I agree with Appy- they change so much, so it's hard to critique now when he'll change later! 
He is adorable, though.


----------



## valleychick2121 (May 1, 2008)

one thing i noticed was that he has a pretty high knee action, which will always be there pretty much. You can get him slowed down and that will help a little. He needs to gain more muscle in his butt and get a better topline and have his neck sweated. And with more groceries and a regular schedule his chest should widen out a bit too. his fore arm looks like it needs more muscling as well, but that will come with exercise and a good fitting program. Hope that helps! I've been working with a trainer who used to show big time in pretty much everything so im learning bunches. He says that some characteristics suck as think neck, long back, and overall appearance will stay the same on the colt and its mainly muscling and leg bones that change. hope this helps.


----------



## sarita-x (Jul 30, 2008)

he has beautiful markings!
x


----------



## palogal (May 30, 2008)

valleychick2121 said:


> one thing i noticed was that he has a pretty high knee action, which will always be there pretty much. You can get him slowed down and that will help a little. He needs to gain more muscle in his butt and get a better topline and have his neck sweated. And with more groceries and a regular schedule his chest should widen out a bit too. his fore arm looks like it needs more muscling as well, but that will come with exercise and a good fitting program. Hope that helps! I've been working with a trainer who used to show big time in pretty much everything so im learning bunches. He says that some characteristics suck as think neck, long back, and overall appearance will stay the same on the colt and its mainly muscling and leg bones that change. hope this helps.

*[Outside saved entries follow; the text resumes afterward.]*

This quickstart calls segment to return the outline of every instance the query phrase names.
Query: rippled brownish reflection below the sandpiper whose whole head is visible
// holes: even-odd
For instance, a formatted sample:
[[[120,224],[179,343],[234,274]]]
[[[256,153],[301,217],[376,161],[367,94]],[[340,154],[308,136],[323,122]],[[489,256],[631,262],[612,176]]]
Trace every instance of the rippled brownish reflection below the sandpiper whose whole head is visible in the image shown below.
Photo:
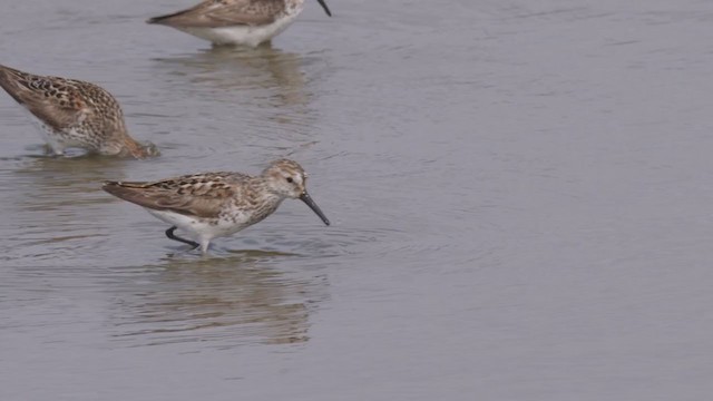
[[[279,270],[275,262],[285,257],[291,255],[261,251],[167,257],[121,273],[107,283],[113,338],[127,346],[306,342],[309,315],[328,297],[328,278]]]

You saw that he's a yearling, right? and it was his first day of (light) work?


----------



## valleychick2121 (May 1, 2008)

Yes, I saw that he was a yearling, things such as the way the neck is set and long back, etc doesn't change. You can sweat his neck and get him to bring that head down to make it look more appealing on him and slow him down to get better action as a pleasure horse and he will build better muscles in the right places. I was just offering a way in my opinion to make your colt a better horse for those halter shows. His coloring is beautiful by the way. I love the pawprints.


----------